Budget Committee Chairs Outline Process, Request Community FeedbackPresident Jim Yong Kim will host the second open forum on Dartmouth’s Strategic Budget Reduction and Investment (SBRI) effort on Friday, January 15, from 12:30 to 2 p.m. Watch Dartmouth Daily Updates for additional details. The forum is part of the ongoing effort to share information and get community feedback on the SBRI effort. Budget Committee co-chairs Carol Folt, acting provost and the dean of the Faculty of Arts and Sciences, and Steven Kadish, senior vice president, will also participate.
To address a structural imbalance in the College’s budget, Dartmouth is mobilizing to identify cost-savings and additional revenue totaling $50 million in fiscal year 2010 and another $50 million in fiscal year 2011.
In a December 11 message to the community, Folt and Kadish outlined the process. “The goal for our Strategic Budget Reduction and Investment effort is to make sure that Dartmouth continues to excel at accomplishing its mission, as we invest in our vision to achieve global leadership in higher education.”
The Budget Committee is now reviewing initiatives for the current fiscal year, as well as recommendations for the February 6 and 7 meeting of the Board of Trustees. Additional recommendations will be made to the Board at its spring-term meeting April 10 and 11. Cost-savings, revenue, and investment measures will be reviewed and approved by President Jim Yong Kim and the Board. Implementation will be ongoing.

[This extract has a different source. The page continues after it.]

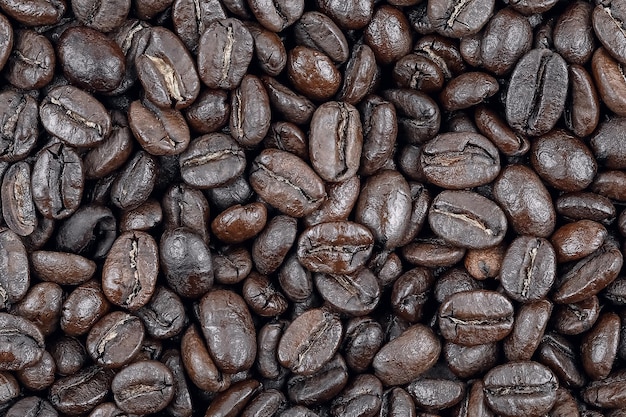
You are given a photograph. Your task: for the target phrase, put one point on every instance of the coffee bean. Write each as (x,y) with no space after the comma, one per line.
(143,387)
(529,385)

Folt and Kadish outlined the structure for the SBRI, emphasizing that the work is being undertaken institution-wide. (See SBRI organizational chart above.) “The Board of Trustees approves the budget and its spending and revenue actions,” Folt and Kadish wrote. “President Kim prepares and presents the budget recommendation to the Board of Trustees.” The 20-member Budget Committee is “the main driver of the SBRI effort,” coordinating proposals, analyzing information, providing oversight for initiatives, and making recommendations for President Kim and the Board to review.
The Budget Committee has three subcommittees, including a Program Management Team, an Administrative Restructuring Team, and the Academic Committee on Opportunities and Issues. Click here to read more about the focus and members of the SBRI committees.
Ideas and suggestions from the Dartmouth community are informing the work of the Budget Committee. Additionally, the group is in close contact with departments and divisions, as well as the Committee on Priorities, the President’s Administrative Forum, the Student Budget Advisory Committee, and the Graduate Student Senate.
Folt and Kadish welcome suggestions regarding the College’s budget. “We continue to be genuinely impressed with the thoughtfulness, ingenuity, and passion of our colleagues and all members of the Dartmouth community as we tackle this challenge,” wrote Folt and Kadish. Submit comments online by clicking here.
ContributeBelow are 10 broad themes that have emerged from the more than 700 ideas shared to date.
- Reduce the cost of employee salaries and benefits (salary freezes, furloughs, early retirement, buyouts, reductions in hours, pay cuts, 10- and 11-month contracts, less support for professional development, renegotiate health insurance).
- Save on energy costs through more efficient use of the College’s buildings.
- Increase administrative efficiency (consolidate similar functions, combine offices, sell or rent auxiliary operations, downsize or outsource where appropriate).
- Expand the College’s educational offerings (create a continuing education or distance learning program, expand the student body, offer more executive education).
- Increase fund-raising efforts and donations from new sources.
- Seek more federal funds and foundation grants for sponsored research.
- Reexamine the academic year (move to a semester calendar, close the College between Thanksgiving and winter break, bring more programs to campus in the summer).
- Negotiate volume discounts with vendors. Overhaul procurement operations.
- Transition most printed publications to electronic formats.
- Review financial aid policies. Reintroduce student loan expectation.